The Davids were walled away, in the section of the Cast Court cordoned off for conservation. Opposite, clustered together, as if for safety in numbers were the towering bulk of the two halves of Trajan’s Column, the alien curves of Scandinavian doorways and the grotesques of some cathedral’s west front. Uniform in brown varnish, stripped of their context save for tiny labels and the agendas of generations of curators, it was like walking through some giant’s long neglected toy box.

They perambulated gently along the sculpture galleries overlooking the garden. She tried explaining the stories behind the strapping youths and delicate dimpled maidens of late Victorian garden erotica. They passed Lacoons on repeat and in serried ranks the jaw bones of asses raised in anger. She wondered out loud at the history of sculpture in Japan, whether it existed before the cultural tsunami initiated by the arrival of Commodore Perry. Craft pieces sure, for temple and court – object d’art – but none of the continued reinvention, reinterpretation that had driven Western Art since the Renaissance. She tried. She asked him what constituted modern sculpture in Japan, and he smiled and sighed and could not say.

On more familiar ground she introduced him to the works of Jagger, Rodin, Leighton; old friends, in Dobson, Frink and Moore; the dodgy acquaintance of Gill. He brightened  at the chunky musculature, the lack of drill cut ringlets and well turned ankles churned out in some Italian workshop. Later she sought out alabaster altar fonts, pigment still clinging to the deepest folds; a pair of candle holding angels, their secret conversations forever interrupted by curious onlookers, heads turned aside to save their neat curls from the heat of an absent flame. A thousand years of the human figure. He stood face passive, bored she wondered, or lost in a jumble of impressions.

One more thing, she asked, what I really brought you here to see – she hoped he would understand. Back into the maze, up darkened shallow steps, past Preraphaelite murals, their inhabitants going though the motions in their antediluvian homeland.

Here, she pointed – you saw in the girl age and decay: the Day Lily past its time.
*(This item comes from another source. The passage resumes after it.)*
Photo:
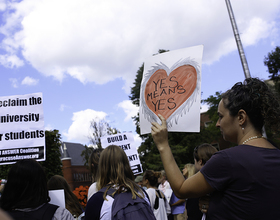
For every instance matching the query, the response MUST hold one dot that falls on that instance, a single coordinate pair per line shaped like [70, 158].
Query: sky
[84, 55]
We see that in the West as well. The lady is old but the artist remembers when she was young and beautiful. When youth see this with all their life ahead, they know that they too are mortal. She looked again at the old lady, serene, her skin sagging on her sparse frame. Beside her danced a skeleton, skin hanging from his chest in strips, worms in his belly. Maybe, she thought, he’d like this one more.

 

The next time she saw him, eking out his cigarette at the gate, she asked him how his interview had gone.

“Okay,” he replied, “I need to pass my English. I have to get 480 and I never scored more than 450 before.”

 

August 2009

MER

You can find the old lady here.

Her museum number is 62 – 1865. Her gruesome companion is really a synthesis of items 299 – 1870 and 2582 – 1856. All other object mentioned in the text are real.